Dois homens morreram durante uma ação policial registrada na manhã desta quarta-feira (27), no Rio de Janeiro. As vítimas foram identificadas como Marcelo da Cruz Silva, de 41 anos, e Edivan Felipe de Assis, de 46 anos.
Segundo informações iniciais, os dois trafegavam em uma motocicleta a caminho do trabalho quando foram abordados por policiais militares. Relatos apontam que a dupla não teria obedecido a uma ordem de parada, situação que acabou desencadeando a intervenção policial.
No entanto, moradores da região afirmam que os homens trabalhavam como pedreiros e estariam transportando ferramentas de trabalho no momento da ocorrência, e não armas de fogo.
Uma testemunha ouvida pela polícia relatou ter visto os dois momentos antes dos disparos. Segundo o depoimento, uma das vítimas carregava um objeto no colo que aparentava ser uma ferramenta utilizada em obras, o que poderia ter gerado interpretação equivocada durante a abordagem.
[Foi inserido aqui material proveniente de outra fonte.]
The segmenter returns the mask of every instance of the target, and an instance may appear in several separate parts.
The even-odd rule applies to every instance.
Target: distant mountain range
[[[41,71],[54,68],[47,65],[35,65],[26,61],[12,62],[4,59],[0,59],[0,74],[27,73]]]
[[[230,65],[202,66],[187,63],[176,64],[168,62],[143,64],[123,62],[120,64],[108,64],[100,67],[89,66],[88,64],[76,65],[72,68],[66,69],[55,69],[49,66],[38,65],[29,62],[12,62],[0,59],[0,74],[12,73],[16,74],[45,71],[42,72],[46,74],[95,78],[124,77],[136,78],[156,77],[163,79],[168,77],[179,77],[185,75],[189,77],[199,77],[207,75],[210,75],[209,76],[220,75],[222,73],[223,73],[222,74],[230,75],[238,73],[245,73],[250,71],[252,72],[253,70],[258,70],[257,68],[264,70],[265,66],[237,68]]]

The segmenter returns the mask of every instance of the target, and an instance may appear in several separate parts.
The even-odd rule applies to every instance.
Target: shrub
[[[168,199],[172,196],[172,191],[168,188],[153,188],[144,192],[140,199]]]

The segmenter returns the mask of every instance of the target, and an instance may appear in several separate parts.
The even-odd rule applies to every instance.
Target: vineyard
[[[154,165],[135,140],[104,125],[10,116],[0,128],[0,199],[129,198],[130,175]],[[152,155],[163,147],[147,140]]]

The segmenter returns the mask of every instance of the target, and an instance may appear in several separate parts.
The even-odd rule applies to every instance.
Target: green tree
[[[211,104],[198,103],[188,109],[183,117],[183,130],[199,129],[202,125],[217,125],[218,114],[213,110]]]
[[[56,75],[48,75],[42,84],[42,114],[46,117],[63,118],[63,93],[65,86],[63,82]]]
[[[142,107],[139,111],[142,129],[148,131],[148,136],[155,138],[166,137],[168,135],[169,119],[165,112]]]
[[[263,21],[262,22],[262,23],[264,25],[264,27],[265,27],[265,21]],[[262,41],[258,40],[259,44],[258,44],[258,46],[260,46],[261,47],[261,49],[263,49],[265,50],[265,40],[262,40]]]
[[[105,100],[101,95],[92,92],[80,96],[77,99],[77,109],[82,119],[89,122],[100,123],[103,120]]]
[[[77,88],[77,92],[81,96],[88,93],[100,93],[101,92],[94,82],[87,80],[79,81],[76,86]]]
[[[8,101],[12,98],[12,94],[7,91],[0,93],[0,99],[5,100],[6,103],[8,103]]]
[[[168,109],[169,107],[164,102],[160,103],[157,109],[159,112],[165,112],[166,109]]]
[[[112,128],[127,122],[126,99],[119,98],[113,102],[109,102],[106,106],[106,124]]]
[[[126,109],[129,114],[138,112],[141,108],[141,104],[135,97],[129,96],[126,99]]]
O mesmo morador afirmou ainda que ouviu diversos disparos poucos segundos após os homens passarem pela rua. Já familiares das vítimas contestam a ação policial e afirmam que ambos eram trabalhadores sem envolvimento com atividades criminosas.
As circunstâncias exatas da ocorrência ainda serão esclarecidas pelas investigações. A apuração deverá analisar laudos periciais, imagens de câmeras, depoimentos de testemunhas e a atuação dos policiais envolvidos para verificar se os protocolos operacionais foram seguidos corretamente diante da situação enfrentada pela equipe.
Em nota, a Polícia Militar do Estado do Rio de Janeiro lamentou as mortes e informou que está colaborando integralmente com as investigações para esclarecer todos os fatos relacionados à ocorrência.
Os corpos das vítimas foram encaminhados ao Instituto Médico Legal (IML), e o caso segue sendo investigado pelas autoridades competentes.